More plastic recycling is coming to Europe with Biffa and PreZero announcing expansion projects, while a U.K. advertising regulator is targeting big brands for their bottle recycling claims.
PreZero starts lightweight packaging sorting plant
Environmental service provider PreZero started up its newest sorting plant for lightweight packaging in Eitting, Bavaria on Jan. 12 after a year of construction.
Up to 120,000 metric tons of lightweight packaging will now be processed for recycling outside Munich every year at the 40 million euro ($45 million) plant. It will include mostly robotic sorting to separate material into 18 different types, including PP, PET, PE and PS, and by color.
In a press release, Schwarz Group company PreZero said the plant provides “50 crisis-proof jobs” and in the future can be in operation around the clock, 365 days a year.
Carsten Dülfer, CEO of PreZero Germany, said the new plant will bring the company’s total German capacity to about 600,000 metric tons per year, “establishing ourselves as part of the absolute frontrunners in this market segment.”
UK advertising regulator hits out over bottle recyclability claims
Ads calling Pepsi Lipton International’s and Aqua Pura’s bottles 100% recycled have been flagged as misleading by the U.K.’s Advertising Standards Authority (ASA), because the caps and labels are not made from recycled materials.
The posters for Lipton Iced Tea did state that the caps and labels were excluded from the 100% recycled claim, but the ASA said the text clarifying that was so small there was an overall impression that all components of the bottle were made entirely from recycled materials.
Therefore, even if people saw it, “the qualification was insufficient to counter that impression,” according to the Jan. 19 ASA ruling.
Aqua Pura ran into similar criticisms from the ASA for claiming its bottle was “100% recycled with an eco-friendly cap” when the cap was not made of recycled material.
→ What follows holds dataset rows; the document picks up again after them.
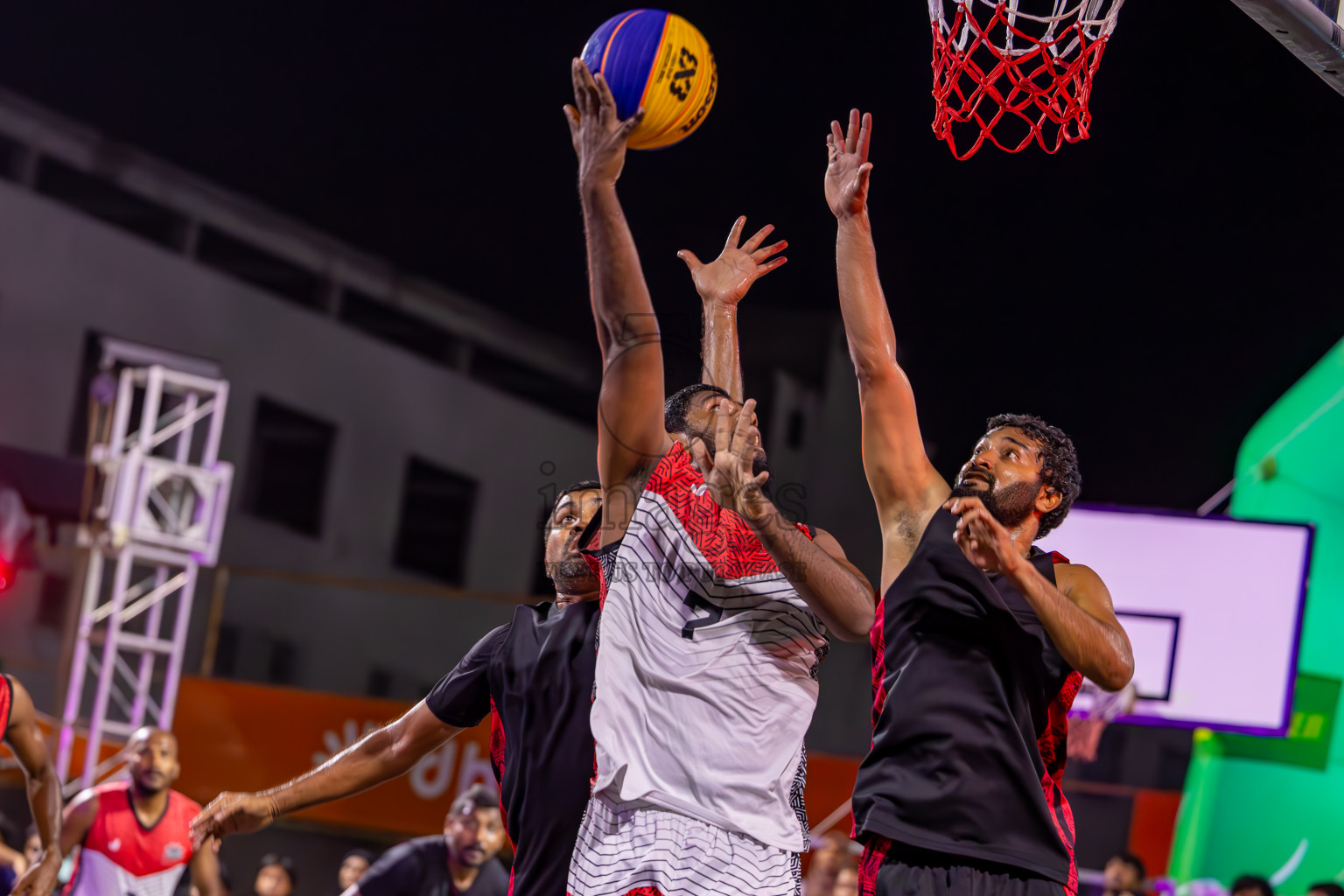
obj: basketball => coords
[584,10,719,149]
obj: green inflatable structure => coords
[1168,341,1344,896]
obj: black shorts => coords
[859,836,1066,896]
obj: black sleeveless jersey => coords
[853,509,1082,892]
[426,600,598,896]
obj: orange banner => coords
[75,677,859,836]
[173,677,494,836]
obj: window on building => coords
[33,158,187,251]
[211,623,239,678]
[266,640,298,685]
[364,666,392,697]
[196,227,326,309]
[393,457,477,585]
[340,289,459,364]
[243,397,336,536]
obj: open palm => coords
[825,108,872,218]
[676,216,789,304]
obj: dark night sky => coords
[0,0,1344,509]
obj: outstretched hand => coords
[676,215,789,304]
[691,397,770,522]
[942,499,1023,572]
[191,793,276,849]
[564,60,644,186]
[825,108,872,220]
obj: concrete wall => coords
[0,181,595,692]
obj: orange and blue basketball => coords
[584,10,719,149]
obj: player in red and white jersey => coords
[567,60,873,896]
[60,728,221,896]
[0,675,62,896]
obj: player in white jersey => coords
[566,60,873,896]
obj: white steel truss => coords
[57,364,233,788]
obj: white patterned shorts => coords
[569,795,802,896]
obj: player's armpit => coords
[812,529,878,598]
[1055,563,1134,690]
[60,790,98,856]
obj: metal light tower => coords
[57,364,233,788]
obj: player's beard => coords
[546,554,592,592]
[687,430,770,486]
[951,480,1040,529]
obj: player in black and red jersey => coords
[193,185,783,896]
[825,110,1134,896]
[0,675,60,896]
[192,482,601,896]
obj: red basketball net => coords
[928,0,1125,158]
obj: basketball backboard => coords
[1233,0,1344,94]
[1040,508,1312,735]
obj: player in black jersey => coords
[0,675,60,896]
[192,482,601,896]
[825,110,1133,894]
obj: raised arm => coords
[564,60,672,544]
[191,700,462,849]
[676,216,789,402]
[4,678,63,896]
[825,108,951,550]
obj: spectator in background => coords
[1102,853,1148,896]
[253,853,296,896]
[344,785,508,896]
[336,849,374,893]
[1231,874,1274,896]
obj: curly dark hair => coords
[662,383,732,432]
[985,414,1083,539]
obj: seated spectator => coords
[344,785,509,896]
[1229,874,1274,896]
[336,849,374,893]
[1102,853,1148,896]
[23,825,42,866]
[253,853,296,896]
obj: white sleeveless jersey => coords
[590,444,827,851]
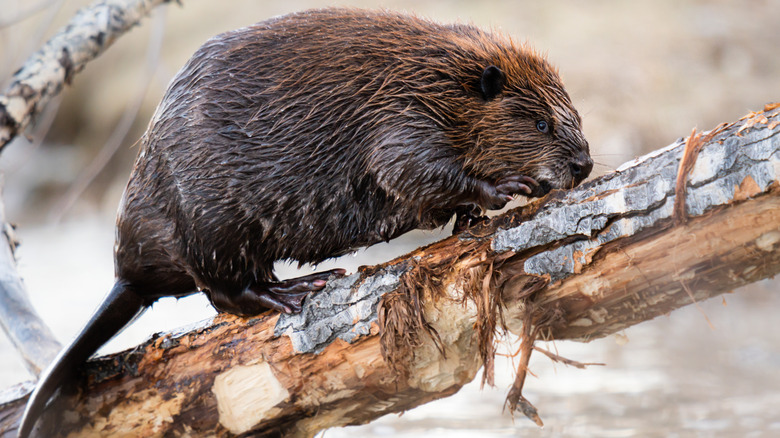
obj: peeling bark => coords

The television ad in question also called the bottle “nature friendly.”
The company said the cap uses less plastic than other cap designs, and that it remains attached to the bottle when open to avoid litter. But the ASA determined in its Jan. 19 ruling that because the cap is made from a material “inherently harmful to the environment,” the “eco-friendly” claim was overstated and misleading.
Both companies were instructed to not use the ads in the future.
Biffa announces multi-million pound plastics recycling deal
U.K.-based waste management company Biffa announced Jan. 20 it has signed an agreement to sell recycled PET to bottle manufacturer Esterform Packaging.
The off-take agreement will supply Esterform with up to 6,000 metric tons of recycled plastic a year for conversion into bottles at its factories in Leeds and Worcestershire.
Mark Tyne, Esterform’s managing director, said in the press release that the company is delighted to have the deal, as “PET is a very robust, flexible material that we use to produce containers that are light, resealable, safe and strong, and which can be recycled many times to make more new bottles in the future.”
Starting this year, U.K. packaging producers are required to use at least 30% recycled plastic in products to avoid paying a Plastic Packaging Tax, which is 200 British pounds ($270) per metric ton of plastic packaging.